Sunday, February 5, 2017

Mapping A Food Desert

This article discusses a food desert and the effects it has on a community. A food desert is defined as “areas lacking retail services within roughly 500 m radius.” This study focused on a town called Lawrence in Kansas. They mapped out the location of all the full service grocery stores, quick service outlet, specialty, and ethnic locations that had varying amounts of food for people to buy.


They then sent out a survey asking people how they got to their favorite food store, car, walking, or public transportation. Another question was, how far their favorite food store was from them, less than a mile, 1 to 2 miles, 2 to 3 miles, or more than 3 miles. Most people replied that they drove to their favorite food store, which “suggests that almost no Lawrence residents with cars live in underserved areas or food deserts.” This makes since because if you have the ability to drive you suddenly have more options of where to shop, while others walked or took public transportation have less options.

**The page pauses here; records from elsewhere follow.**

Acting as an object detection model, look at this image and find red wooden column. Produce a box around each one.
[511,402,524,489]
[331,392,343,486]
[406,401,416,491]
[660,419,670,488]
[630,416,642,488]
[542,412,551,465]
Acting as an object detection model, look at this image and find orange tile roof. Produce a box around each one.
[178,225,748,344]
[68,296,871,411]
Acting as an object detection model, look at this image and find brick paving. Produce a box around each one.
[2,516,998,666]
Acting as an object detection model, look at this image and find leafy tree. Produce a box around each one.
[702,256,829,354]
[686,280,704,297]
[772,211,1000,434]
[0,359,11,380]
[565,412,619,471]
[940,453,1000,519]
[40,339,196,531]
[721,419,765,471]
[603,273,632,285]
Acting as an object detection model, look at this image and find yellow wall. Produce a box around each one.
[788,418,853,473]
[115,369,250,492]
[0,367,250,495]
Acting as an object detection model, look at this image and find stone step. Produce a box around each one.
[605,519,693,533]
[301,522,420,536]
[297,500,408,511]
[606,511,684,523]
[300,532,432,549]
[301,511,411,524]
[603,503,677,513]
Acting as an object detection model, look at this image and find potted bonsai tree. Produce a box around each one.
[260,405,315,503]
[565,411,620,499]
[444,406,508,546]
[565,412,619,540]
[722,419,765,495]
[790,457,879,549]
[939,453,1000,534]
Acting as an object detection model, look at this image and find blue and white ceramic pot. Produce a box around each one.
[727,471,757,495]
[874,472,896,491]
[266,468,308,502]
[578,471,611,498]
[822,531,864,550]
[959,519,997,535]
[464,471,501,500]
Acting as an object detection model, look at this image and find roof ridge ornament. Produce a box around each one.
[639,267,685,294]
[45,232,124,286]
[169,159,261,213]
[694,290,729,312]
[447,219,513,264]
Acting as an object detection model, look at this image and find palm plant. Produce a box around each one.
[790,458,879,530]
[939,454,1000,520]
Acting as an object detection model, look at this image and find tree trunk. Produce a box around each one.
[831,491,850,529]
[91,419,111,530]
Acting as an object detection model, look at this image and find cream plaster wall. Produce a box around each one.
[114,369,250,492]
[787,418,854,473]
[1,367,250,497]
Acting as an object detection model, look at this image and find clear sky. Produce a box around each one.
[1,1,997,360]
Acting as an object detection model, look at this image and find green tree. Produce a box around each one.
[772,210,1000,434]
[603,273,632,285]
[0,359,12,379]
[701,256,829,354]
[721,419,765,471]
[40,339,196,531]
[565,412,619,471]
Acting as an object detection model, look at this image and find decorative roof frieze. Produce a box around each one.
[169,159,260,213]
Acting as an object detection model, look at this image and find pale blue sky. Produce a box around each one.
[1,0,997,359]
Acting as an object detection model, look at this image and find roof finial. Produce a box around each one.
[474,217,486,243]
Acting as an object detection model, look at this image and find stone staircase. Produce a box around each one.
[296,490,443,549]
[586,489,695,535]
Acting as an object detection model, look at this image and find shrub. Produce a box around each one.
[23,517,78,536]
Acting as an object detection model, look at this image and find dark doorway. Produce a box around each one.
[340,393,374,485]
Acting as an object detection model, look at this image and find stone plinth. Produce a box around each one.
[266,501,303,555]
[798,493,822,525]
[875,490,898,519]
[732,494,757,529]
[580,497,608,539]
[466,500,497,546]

This map shows that many people who live in northeast of Lawrence have a harder time getting to food. The northeast is the “greatest concentration of poor residents,” while some may quickly decide that poorer people have a harder time acquiring food this may not be the case in Lawrence because of the “dense road network[s]” there is not enough space for a supermarket and parking lot. This can all be attested to poor planning and zoning of the town.

Hallett, L. F., & McDermott, D. (2011). Quantifying the extent and cost of food deserts in Lawrence, Kansas, USA. Applied Geography31(4), 1210-1215.


  1. Is it possible that the poorer people in Lawrence occupying the NE area of "dense road networks" preventing food market development is a remnant of some affordable housing or segregation program? The dense, grid-like nature of that area is typical of more modern district designs that have a highly structured layout. This may have been designed to more effectively house a large amount of people in a small space (like with affordable housing), yet had the unintended consequence of limiting the ability to develop supporting grocery stores in the area. It would be interesting to overlay income data or racial demographic data on these maps to determine if this may be an artifact of the segregation era. This would help explain why developers have been reluctant to establish food centers in the area, because on average where incomes are lower so are property values while crime rates are elevated, which tends to discourage developers and lead to the food desert phenomenon.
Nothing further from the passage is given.